BEAUTY : 513151.88679245283
ENTERTAINMENT : 11640705.88235294
EDUCATION : 1833495.145631068
AUTO_AND_VEHICLES : 647317.8170731707
TOOLS : 10801391.298666667
BUSINESS : 1712290.1474201474
VIDEO_PLAYERS : 24727872.452830188
PERSONALIZATION : 5201482.6122448975
DATING : 854028.8303030303
LIFESTYLE : 1437816.2687861272
TRAVEL_AND_LOCAL : 13984077.710144928
MEDICAL : 120550.61980830671
MAPS_AND_NAVIGATION : 4056941.7741935486
GAME : 15588015.603248259
FOOD_AND_DRINK : 1924897.7363636363
ART_AND_DESIGN : 1986335.0877192982
EVENTS : 253542.22222222222
HOUSE_AND_HOME : 1331540.5616438356
WEATHER : 5074486.197183099
NEWS_AND_MAGAZINES : 9549178.467741935
COMICS : 817657.2727272727
PARENTING : 542603.6206896552
LIBRARIES_AND_DEMO : 638503.734939759
FAMILY : 3695641.8198090694
SPORTS : 3638640.1428571427
SOCIAL : 23253652.127118643
PHOTOGRAPHY : 17840110.40229885
FINANCE : 1387692.475609756
HEALTH_AND_FITNESS : 4188821.9853479853
PRODUCTIVITY : 16787331.344927534
COMMUNICATION : 38456119.16724738

On average, communication apps have the most installs: 38,456,119. This number is heavily skewed up by a few apps that have over one billion installs (WhatsApp, Facebook Messenger, Skype, Google Chrome, Gmail, and Hangouts), and a few others with over 100 and 500 million installs:

In [58]:
for app in google_final:
    if app[1] == 'COMMUNICATION' and (app[5] == '1,000,000,000+'
                                      or app[5] == '500,000,000+'
                                      or app[5] == '100,000,000+'):
        print(app[0], ':', app[5])

WhatsApp Messenger : 1,000,000,000+
imo beta free calls and text : 100,000,000+
Android Messages : 100,000,000+
Google Duo - High Quality Video Calls : 500,000,000+
Messenger – Text and Video Chat for Free : 1,000,000,000+
imo free video calls and chat : 500,000,000+
Skype - free IM & video calls : 1,000,000,000+
Who : 100,000,000+
GO SMS Pro - Messenger, Free Themes, Emoji : 100,000,000+
LINE: Free Calls & Messages : 500,000,000+
Google Chrome: Fast & Secure : 1,000,000,000+
Firefox Browser fast & private : 100,000,000+
UC Browser - Fast Download Private & Secure : 500,000,000+
Gmail : 1,000,000,000+
Hangouts : 1,000,000,000+
Messenger Lite: Free Calls & Messages : 100,000,000+
Kik : 100,000,000+
KakaoTalk: Free Calls & Text : 100,000,000+
Opera Mini - fast web browser : 100,000,000+
Opera Browser: Fast and Secure : 100,000,000+
Telegram : 100,000,000+
Truecaller: Caller ID, SMS spam blocking & Dialer : 100,000,000+
UC Browser Mini -Tiny Fast Private & Secure : 100,000,000+
Viber Mess

A lot of the Communication apps are made or bought by the big tech companies, which in turn gets them a ton of installs. 
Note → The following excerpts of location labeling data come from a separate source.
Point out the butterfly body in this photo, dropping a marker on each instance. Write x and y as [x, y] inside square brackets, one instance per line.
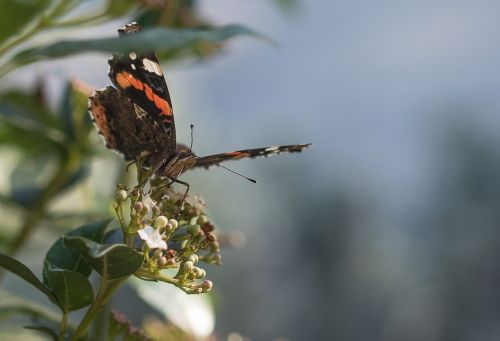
[136, 118]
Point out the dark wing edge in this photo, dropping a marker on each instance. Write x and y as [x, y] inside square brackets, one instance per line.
[212, 160]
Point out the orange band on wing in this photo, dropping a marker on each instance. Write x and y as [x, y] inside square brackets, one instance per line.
[238, 155]
[126, 80]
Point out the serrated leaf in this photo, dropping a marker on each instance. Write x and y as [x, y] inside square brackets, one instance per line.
[112, 261]
[17, 14]
[118, 8]
[71, 288]
[29, 105]
[28, 179]
[71, 259]
[158, 39]
[45, 330]
[21, 270]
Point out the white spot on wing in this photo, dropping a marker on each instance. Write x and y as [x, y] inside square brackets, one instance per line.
[152, 66]
[272, 149]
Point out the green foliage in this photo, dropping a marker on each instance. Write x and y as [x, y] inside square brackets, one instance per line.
[158, 39]
[112, 261]
[72, 289]
[16, 267]
[68, 258]
[54, 146]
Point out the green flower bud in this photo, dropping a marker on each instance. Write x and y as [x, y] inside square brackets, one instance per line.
[134, 194]
[157, 253]
[121, 195]
[187, 266]
[174, 223]
[193, 258]
[160, 222]
[194, 229]
[207, 285]
[184, 244]
[193, 221]
[202, 219]
[138, 206]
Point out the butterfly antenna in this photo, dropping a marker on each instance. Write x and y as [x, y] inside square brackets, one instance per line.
[191, 146]
[232, 171]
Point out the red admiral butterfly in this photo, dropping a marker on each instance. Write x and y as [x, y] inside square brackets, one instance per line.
[137, 117]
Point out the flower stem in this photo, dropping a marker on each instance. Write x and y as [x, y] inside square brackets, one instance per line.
[106, 291]
[64, 326]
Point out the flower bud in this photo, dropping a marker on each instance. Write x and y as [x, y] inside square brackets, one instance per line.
[194, 229]
[193, 258]
[193, 221]
[207, 285]
[160, 222]
[187, 266]
[134, 194]
[202, 219]
[174, 223]
[138, 206]
[121, 195]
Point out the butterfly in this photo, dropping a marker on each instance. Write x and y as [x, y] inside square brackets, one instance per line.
[136, 117]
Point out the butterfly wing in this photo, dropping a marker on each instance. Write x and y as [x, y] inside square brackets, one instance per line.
[123, 125]
[140, 78]
[215, 159]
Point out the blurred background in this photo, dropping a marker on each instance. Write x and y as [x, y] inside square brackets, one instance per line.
[388, 227]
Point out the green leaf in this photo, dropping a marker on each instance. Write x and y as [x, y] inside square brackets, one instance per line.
[71, 259]
[21, 270]
[45, 330]
[27, 311]
[28, 180]
[111, 261]
[73, 110]
[158, 39]
[17, 14]
[118, 8]
[71, 288]
[30, 106]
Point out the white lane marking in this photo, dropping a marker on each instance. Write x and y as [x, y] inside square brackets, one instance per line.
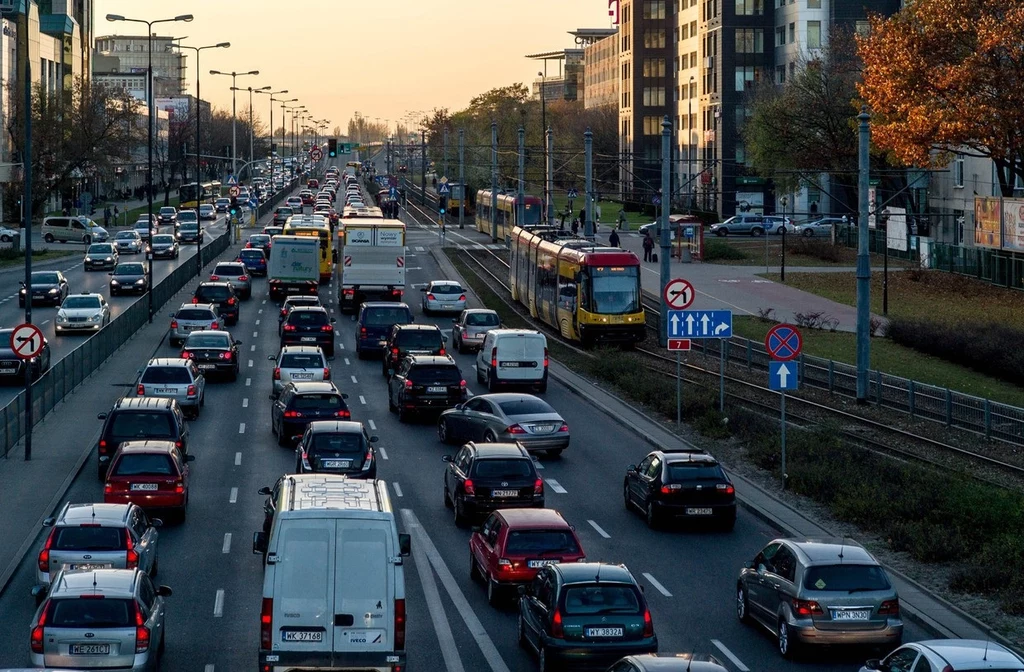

We could still make a Communication app since that genre is very integral to most people's phones, and coincides with the fact that Lifestyle apps take up most of the Apple Store.

# Conclusion

I have surmised that a Communication app would be the best route to take, or a Navigation app where it is use more for touristy purposes. 

I could have looked more into Books & Reference, but the number of installs and reviews for these apps are heavily skewed. Most good Book apps are paid, as well, and the free ones sometimes require subscriptions.

Game apps would have also been a great choice, but the market is so saturated with them, that it would take much longer than the time the company has in order to properly evaluate its performance.

Thank you for reading my Jupyer Notebook!